To understand how all these classes play together, let’s follow through what happens when the user tries to access request.session in a view, assuming the default DB store:
- Session middleware’s process_request sets request.session to be an instance of db.SessionStore with session_key passed into the constructor.
- The constructor of SessionStore defers to the constructor of SessionBase, which stores the session key for later use.
- Note that the session isn’t loaded right away from the DB. This is lazy loading – the actual data is loaded when it’s actually being accessed.
- process_request is done at this point, so the HTTP request is passed into the view. Suppose we now read its count key, as in the example above.
- SessionBase implements a dict-like interface , and in particular __getitem__, which takes the key from a _session attribute, which in itself is a property, deferring reads to the _get_session method.
- _get_session does the actual lazy loading, using the load method.
- load is one of the methods related to the actual storage, so SessionBase doesn’t implement it. Instead db.SessionStore implements it and uses the session DB model to load the value from the DB based on the key, decoding it first.
This is about it, except one small detail. How does encoding and decoding work? Let’s look at encode:
def encode(self, session_dict):
"Returns the given session dictionary pickled and encoded as a string."
pickled = pickle.dumps(session_dict, pickle.HIGHEST_PROTOCOL)
hash = self._hash(pickled)
return base64.encodestring(hash + ":" + pickled)

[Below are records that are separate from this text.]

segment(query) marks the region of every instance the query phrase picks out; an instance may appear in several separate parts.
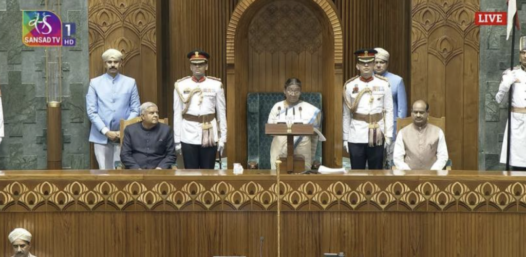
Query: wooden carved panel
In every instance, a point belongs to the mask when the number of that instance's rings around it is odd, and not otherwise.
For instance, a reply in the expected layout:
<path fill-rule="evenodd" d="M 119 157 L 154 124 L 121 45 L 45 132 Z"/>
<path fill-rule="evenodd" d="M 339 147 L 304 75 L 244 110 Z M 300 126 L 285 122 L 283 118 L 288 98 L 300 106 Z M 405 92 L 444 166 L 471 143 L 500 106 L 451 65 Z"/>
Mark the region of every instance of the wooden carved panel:
<path fill-rule="evenodd" d="M 478 133 L 478 1 L 413 0 L 411 101 L 424 99 L 445 116 L 456 169 L 477 169 Z"/>
<path fill-rule="evenodd" d="M 285 180 L 284 211 L 526 212 L 519 181 Z M 270 211 L 269 180 L 4 181 L 0 212 Z"/>
<path fill-rule="evenodd" d="M 122 72 L 136 79 L 141 102 L 157 102 L 156 1 L 89 0 L 90 77 L 105 72 L 100 56 L 124 55 Z M 146 69 L 146 68 L 148 68 Z"/>
<path fill-rule="evenodd" d="M 250 23 L 249 44 L 258 53 L 304 51 L 321 47 L 321 26 L 309 8 L 298 2 L 277 2 L 261 10 Z"/>
<path fill-rule="evenodd" d="M 300 2 L 262 7 L 248 28 L 248 92 L 281 92 L 292 77 L 302 81 L 304 92 L 322 92 L 321 31 L 316 15 Z"/>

The session dictionary is pickled. Then, a hash is computed and prepended to the pickle string. Finally the whole string is encoded in base 64, which is stored in the session_data field of the DB table.
In this article, we’ve seen how to use Django sessions, what happens on the low-level of HTTP requests and responses when sessions are being used, and how sessions are actually implemented by Django. While I didn’t cover every little detail, I hope there’s enough information to understand the big picture. If there’s any important information you think I may have missed, please let me know.